Median follow-up duration was 5.8 years.

At DCCT closeout, greater waist circumference was associated with greater age in men, greater duration of diabetes in women, intensive insulin therapy during DCCT, greater body mass index, higher blood pressure, and unfavorable lipid profile, but not HbA1c level or AER.

93 (8.4%) of 1105 at-risk individuals developed incident microalbuminuria during the study period.

The cumulative incidence of microalbuminuria was higher in men than in women (10.7 vs 5.8%; P = .001) and in those who had been assigned to conventional vs intensive insulin therapy (12.8% vs 4.5%; P < .001).

The HR for incident microalbuminuria that was associated with each 10-cm increase in waist circumference was 1.34 (95% CI, 1.07 - 1.68), adjusting for sex, race, duration of diabetes, treatment group, HbA1c level, and AER.

The HR was 1.23 when adjusted for cholesterol and lipid profile.
Greater waist circumference was associated with an increased risk for incident microalbuminuria in each sex (HR, 1.65 among women and 1.23 among men).

Waist circumference was highly correlated with body mass index and waist-to-hip ratio.
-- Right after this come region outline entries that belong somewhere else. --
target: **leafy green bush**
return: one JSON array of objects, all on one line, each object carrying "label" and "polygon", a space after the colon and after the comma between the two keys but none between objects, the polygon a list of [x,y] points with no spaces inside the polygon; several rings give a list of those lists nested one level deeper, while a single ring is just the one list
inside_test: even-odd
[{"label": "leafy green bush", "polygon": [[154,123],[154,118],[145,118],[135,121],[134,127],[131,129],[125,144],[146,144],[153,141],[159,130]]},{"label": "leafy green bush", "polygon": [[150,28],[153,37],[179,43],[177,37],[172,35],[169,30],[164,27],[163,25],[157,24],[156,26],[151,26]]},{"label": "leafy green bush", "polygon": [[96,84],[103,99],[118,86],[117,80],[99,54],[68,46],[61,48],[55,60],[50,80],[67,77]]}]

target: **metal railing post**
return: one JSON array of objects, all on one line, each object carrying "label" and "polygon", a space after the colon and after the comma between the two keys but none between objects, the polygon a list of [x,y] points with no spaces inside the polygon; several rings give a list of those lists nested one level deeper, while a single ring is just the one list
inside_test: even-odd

Incident microalbuminuria was positively correlated with body mass index (HR, 1.46; 95% CI, 1.17 - 1.80) and waist-to-hip ratio (HR, 1.33; 95% CI, 0.97 - 1.81).
88% of participants had 5 creatinine clearance measurements available for analysis.

Median follow-up was 8.0 years.

Mean change in creatinine clearance was -0.34 mL/minute per 1.73 m?.

Waist circumference was not associated with change in creatinine clearance over time in adjusted or unadjusted analyses.

Creatinine clearance decline was associated with greater age, conventional insulin treatment during the DCCT, active smoking, greater HbA1c level, and greater AER.
Pearls for Practice

Central obesity as measured by waist circumference is associated with increased risk for incident microalbuminuria in type 1 diabetes.

Greater age, conventional insulin treatment, active smoking, greater HbA1c level, and greater AER, but not higher waist circumference, are associated with increased decline in creatinine clearance in type 1 diabetes.